Review: Batman V Superman: Dawn Of Justice

It’s been three years in the making. The beginning of Warner Bros. and DC’s Expanded Universe. Between now and 2020 we will see nine tentpole blockbusters that are all interconnected and share a similar tone. This vision, created by Zack Snyder, mimics the pseudo-realism perfected by Christopher Nolan in The Dark Knight Trilogy. I enjoyed Man Of Steel. I believed Henry Cavill as an alien coming to terms with his power and struggling with his place in the world. The movie suffered from a CG-heavy finale, but otherwise, I was happy with the reboot.

Batman V Superman: Dawn Of Justice breezes past The Origin of The Caped Crusader, and jumps into The Battle of Metropolis from Bruce’s perspective. This gives Batman clear motivation for wanting to stop Superman. Unfortunately, the movie struggles to find an equally justifiable reason for Superman. What writers, David S. Goyer and Chris Terrio, do to create this Pay-Per-View event is messy at best. The plotholes in the movie are a mile wide. Many of the side characters have absolutely nothing to do and the end is another CG spectacle with more moving parts. Even with all that… I enjoyed nearly ever minute of BvS and I’m more excited for the DC Expanded Universe than ever.

This movie is long. It spends almost its entire runtime setting up the plot and generating build up. The movie jumps from scene to scene with little connective tissue and function to do what other scenes have already done. I felt the runtime near the third act. BvS wants to show us how people and governments react to Superman’s presence, but there isn’t enough space for the ideas to build and develop. Superman literally doesn’t grow as a character at all from the beginning to te end of this film. Clark Kent is the same person he was at the end of Man Of Steel. He never deals with murdering Zod, his romance with Lois isn’t examined at all and he doesn’t become a greater hero. BvS suffers from having all of these other characters. I would love to see a formal Man Of Steel 2, and at times, I think Synder attempts to make that here with little success. The failure of this film to make us care about Superman is evident in its ending… I’ll leave it there.

“You’re not brave.” - Batman

The other problem is Lex Luthor. I enjoyed Jesse Eisenberg but many of his lines and especially his motivations are just bad. There is literally no reason he does anything. The problems with the movie’s plot are clear with him and his character. I still enjoyed some of it. I laughed as he attempted to give a speech at his dinner party and when he put a Jolly Rancher is a politicians mouth. I loved some of the loftier, philosophical thoughts he shared with June Finch (played by Holly Hunter), but his random actions undermine a lot of it. I still liked him and I want to see more.

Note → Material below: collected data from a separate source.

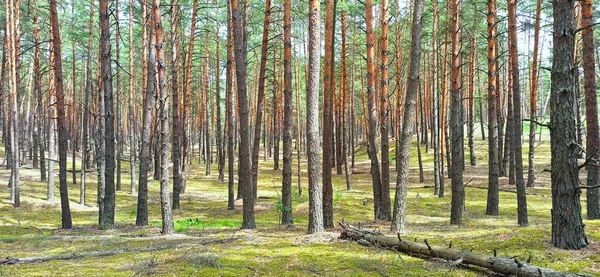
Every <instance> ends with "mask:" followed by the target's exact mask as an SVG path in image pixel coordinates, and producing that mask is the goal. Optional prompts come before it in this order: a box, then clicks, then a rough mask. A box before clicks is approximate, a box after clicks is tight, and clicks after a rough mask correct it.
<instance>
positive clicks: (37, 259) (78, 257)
mask: <svg viewBox="0 0 600 277" xmlns="http://www.w3.org/2000/svg"><path fill="white" fill-rule="evenodd" d="M226 241H228V240H222V241H203V242H196V243H182V244H172V245H161V246H157V247H148V248H135V249H117V250H110V251H96V252H88V253H72V254H60V255H54V256H41V257H26V258H11V257H7V258H4V259H0V265H16V264H29V263H41V262H47V261H54V260H73V259H79V258H96V257H105V256H113V255H119V254H124V253H144V252H152V251H161V250H167V249H174V248H183V247H193V246H201V245H207V244H213V243H219V242H226Z"/></svg>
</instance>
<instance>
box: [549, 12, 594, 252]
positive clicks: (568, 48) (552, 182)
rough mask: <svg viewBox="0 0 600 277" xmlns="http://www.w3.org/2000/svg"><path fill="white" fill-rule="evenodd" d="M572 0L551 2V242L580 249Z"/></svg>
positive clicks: (583, 233)
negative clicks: (552, 55)
mask: <svg viewBox="0 0 600 277" xmlns="http://www.w3.org/2000/svg"><path fill="white" fill-rule="evenodd" d="M573 4H574V3H573V1H568V0H555V1H553V2H552V10H553V16H554V23H553V30H554V32H553V35H552V36H553V49H552V52H553V57H554V58H553V63H552V75H551V95H550V110H551V111H552V113H551V114H550V122H551V123H552V125H551V128H550V150H551V153H552V159H551V166H552V173H551V175H552V245H553V246H555V247H558V248H561V249H581V248H584V247H585V246H587V244H588V241H587V238H586V236H585V232H584V225H583V220H582V218H581V203H580V199H579V198H580V194H581V191H580V190H579V189H577V188H578V181H579V178H578V175H579V171H578V168H577V157H578V155H579V154H578V152H579V148H578V147H577V146H576V143H577V134H576V131H577V130H576V126H575V125H574V124H573V123H574V122H575V117H576V115H575V105H576V103H575V102H574V101H575V91H574V87H575V85H576V83H575V75H574V71H573V70H572V65H573V64H574V63H573V59H574V53H573V52H574V49H575V40H574V34H575V27H574V21H573V19H574V10H575V9H574V7H573Z"/></svg>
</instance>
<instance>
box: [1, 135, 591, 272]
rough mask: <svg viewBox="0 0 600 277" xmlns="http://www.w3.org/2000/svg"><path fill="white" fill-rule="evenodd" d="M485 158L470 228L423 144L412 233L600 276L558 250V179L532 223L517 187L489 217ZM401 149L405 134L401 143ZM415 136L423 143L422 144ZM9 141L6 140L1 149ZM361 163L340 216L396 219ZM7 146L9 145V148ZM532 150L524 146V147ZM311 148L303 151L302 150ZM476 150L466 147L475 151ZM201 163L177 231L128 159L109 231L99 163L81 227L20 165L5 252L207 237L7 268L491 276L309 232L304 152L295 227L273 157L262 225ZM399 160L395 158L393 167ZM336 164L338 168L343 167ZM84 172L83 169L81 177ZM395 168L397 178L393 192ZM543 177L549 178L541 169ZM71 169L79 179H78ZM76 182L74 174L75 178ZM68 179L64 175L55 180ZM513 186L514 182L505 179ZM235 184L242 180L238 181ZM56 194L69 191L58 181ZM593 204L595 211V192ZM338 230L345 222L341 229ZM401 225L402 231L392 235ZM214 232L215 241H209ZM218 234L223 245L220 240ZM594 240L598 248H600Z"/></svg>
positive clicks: (2, 171) (346, 216)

Ben Affleck as Bruce Wayne/Batman is awesome. He is brutal and ruthless as Batman and damaged as Bruce Wayne. This rendition of the classic character is more tortured by the death of his parents than any version we’ve seen on film. One particular fight scene that’s spoiled in the last trailer still blew me away. There were several moments that made me question his relevance in a Justice League film with larger villains and even crazier plots, but I’m eager to watch a solo film.

Gal Gadot did a great job in a few scenes as Diana Prince/Wonder Woman. Again, nothing she does makes sense and her character would just show up when it was convenient for the plot. I liked her performance as Diana and even more as Wonder Woman. Her chemistry with Bruce was perfect and I wish we could’ve seen more!

Lois Lane has a useless subplot, I loved Laurance Fishburn, Harry Lennix gets a great one-liner, Doomsday is a lot and the titular fight is short, has a lot of build up, but is totally worth it. Also, what gets them to stop fighting worked for me at the moment.

Despite the clear and obvious flaws of this movie, I enjoyed how comic book-y it all was. It was convoluted and confusing like some of the best comic books. You have to use a lot of your imagination and connect several dots on you own. There are moments in this movie that will make no sense to casual movie-goers that I appreciated after the fact. There are a dozen comic book stories and ideas crammed into this thing, and although they all suffer because of it, I appreciate the attempt and was satisfied with the results.